21 juin 2016 : Les recherches entamées mardi dans le secteur où avait été retrouvé en décembre le crâne de Cédrika Provencher se sont terminées en fin d’après-midi et les enquêteurs de la Sûreté du Québec (SQ) ne retourneront pas sur les lieux. Les policiers étaient retournés mardi matin en Mauricie, à la frontière entre Saint-Maurice et Trois-Rivières, en raison de nouvelles informations «crédibles» portées à l’attention des policiers. «Les actions sur le terrain à Saint-Maurice sont terminées. Aucun bilan ne sera émis et l’enquête se poursuit», a indiqué la SQ sur Twitter. Selon les autorités, les recherches d’aujourd’hui n’avaient pas nécessairement de lien avec les fouilles faites il y a six mois. «Il faut dissocier les recherches de décembre et celles d’aujourd’hui.
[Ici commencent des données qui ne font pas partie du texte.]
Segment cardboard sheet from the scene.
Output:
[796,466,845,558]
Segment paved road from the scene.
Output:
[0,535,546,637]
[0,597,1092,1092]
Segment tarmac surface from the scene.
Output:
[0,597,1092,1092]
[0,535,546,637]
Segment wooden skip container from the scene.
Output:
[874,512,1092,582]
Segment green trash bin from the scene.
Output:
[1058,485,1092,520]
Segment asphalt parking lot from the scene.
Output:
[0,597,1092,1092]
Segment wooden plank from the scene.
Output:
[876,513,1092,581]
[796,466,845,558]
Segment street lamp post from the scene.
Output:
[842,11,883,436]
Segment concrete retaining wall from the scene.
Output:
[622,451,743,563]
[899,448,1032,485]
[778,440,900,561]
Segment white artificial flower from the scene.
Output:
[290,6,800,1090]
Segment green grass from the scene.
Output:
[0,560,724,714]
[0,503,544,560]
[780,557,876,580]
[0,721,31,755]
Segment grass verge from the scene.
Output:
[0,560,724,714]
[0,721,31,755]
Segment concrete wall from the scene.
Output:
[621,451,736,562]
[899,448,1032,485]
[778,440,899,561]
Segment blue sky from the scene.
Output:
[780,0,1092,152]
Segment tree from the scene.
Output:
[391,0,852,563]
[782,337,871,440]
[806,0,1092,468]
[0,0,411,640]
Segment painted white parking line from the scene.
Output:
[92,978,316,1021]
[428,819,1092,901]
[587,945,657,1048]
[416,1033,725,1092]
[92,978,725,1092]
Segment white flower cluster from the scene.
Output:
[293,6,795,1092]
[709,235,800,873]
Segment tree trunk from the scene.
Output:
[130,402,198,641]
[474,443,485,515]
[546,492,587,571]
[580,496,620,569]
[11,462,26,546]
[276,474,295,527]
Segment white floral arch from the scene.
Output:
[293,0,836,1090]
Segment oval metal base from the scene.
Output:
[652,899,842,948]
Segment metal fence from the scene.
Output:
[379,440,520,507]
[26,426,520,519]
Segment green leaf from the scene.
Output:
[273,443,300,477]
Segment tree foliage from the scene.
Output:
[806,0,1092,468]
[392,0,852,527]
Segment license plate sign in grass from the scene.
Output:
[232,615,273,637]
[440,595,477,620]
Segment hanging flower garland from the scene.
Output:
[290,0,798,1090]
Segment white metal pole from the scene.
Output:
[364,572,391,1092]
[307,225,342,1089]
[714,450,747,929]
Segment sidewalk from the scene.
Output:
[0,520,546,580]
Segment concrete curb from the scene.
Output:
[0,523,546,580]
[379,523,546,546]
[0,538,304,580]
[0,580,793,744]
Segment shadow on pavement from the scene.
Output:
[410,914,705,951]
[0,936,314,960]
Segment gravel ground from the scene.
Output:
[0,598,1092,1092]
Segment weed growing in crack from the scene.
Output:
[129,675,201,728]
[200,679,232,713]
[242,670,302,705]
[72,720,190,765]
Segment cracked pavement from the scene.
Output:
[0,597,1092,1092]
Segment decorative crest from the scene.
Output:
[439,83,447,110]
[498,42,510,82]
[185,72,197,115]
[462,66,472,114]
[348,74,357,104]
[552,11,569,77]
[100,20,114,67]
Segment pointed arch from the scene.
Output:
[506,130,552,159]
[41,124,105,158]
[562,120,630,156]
Ce sont de nouvelles informations qui nous ont conduits à venir ici aujourd’hui», a expliqué Guy Lapointe, porte-parole de la Sûreté du Québec (SQ), mardi midi, sans dévoiler de détails sur ce qui a été découvert, afin de ne pas nuire à l’enquête.

21 juin 2016 : Un homme de 43 ans a été criblé de balles dans sa voiture alors qu’il se trouvait dans le terrain de stationnement de sa maison de transition, lundi soir, dans l’est de Montréal. L’affaire a toutes les apparences d’un autre meurtre relié au monde du crime organisé. Martin Garand était derrière le volant de son luxueux VUS Audi blanc lorsqu’il a été atteint par plusieurs projectiles d’arme à feu, tard en soirée, à l’angle de la rue Notre-Dame Est et de la 8e avenue. Les détonations ont tiré du sommeil plusieurs résidents du secteur qui se sont rués sur leur téléphone pour contacter le 911. Un témoin rapporte avoir entendu «cinq coups de feu». Selon toute vraisemblance, Garand s’apprêtait à rentrer à sa maison de transition pour la nuit. Le tireur a fait irruption alors que sa victime venait de se garer. À l’arrivée des services d’urgence, le VUS de Martin Garand était toujours en marche. Ses blessures étaient très graves. Son décès a ensuite été constaté sur place et aucun transport à l’hôpital n’a été effectué. Le tireur a pris la fuite après le crime et les policiers étaient toujours à sa recherche au lendemain du meurtre. Martin Garand, originaire de Repentigny, avait été épinglé au début du mois de février en 2015, dans le cadre d’une opération policière visant un réseau de production de cannabis qui opérait principalement dans les régions de Lanaudière et des Laurentides. À l’époque, les autorités avaient identifié Garand comme étant la présumée tête dirigeante de l’organisation. Les 15 perquisitions menées lors de la frappe avaient permis la saisie de plus de 10 500 plants de cannabis, une cinquantaine de kilos de cannabis en vrac, plus de 11 000 comprimés de méthamphétamine, six armes à feu, des stéroïdes et près de 50 000 $ en argent comptant. Le meurtre de Martin Garand était le sixième homicide à survenir à Montréal depuis le début de l’année.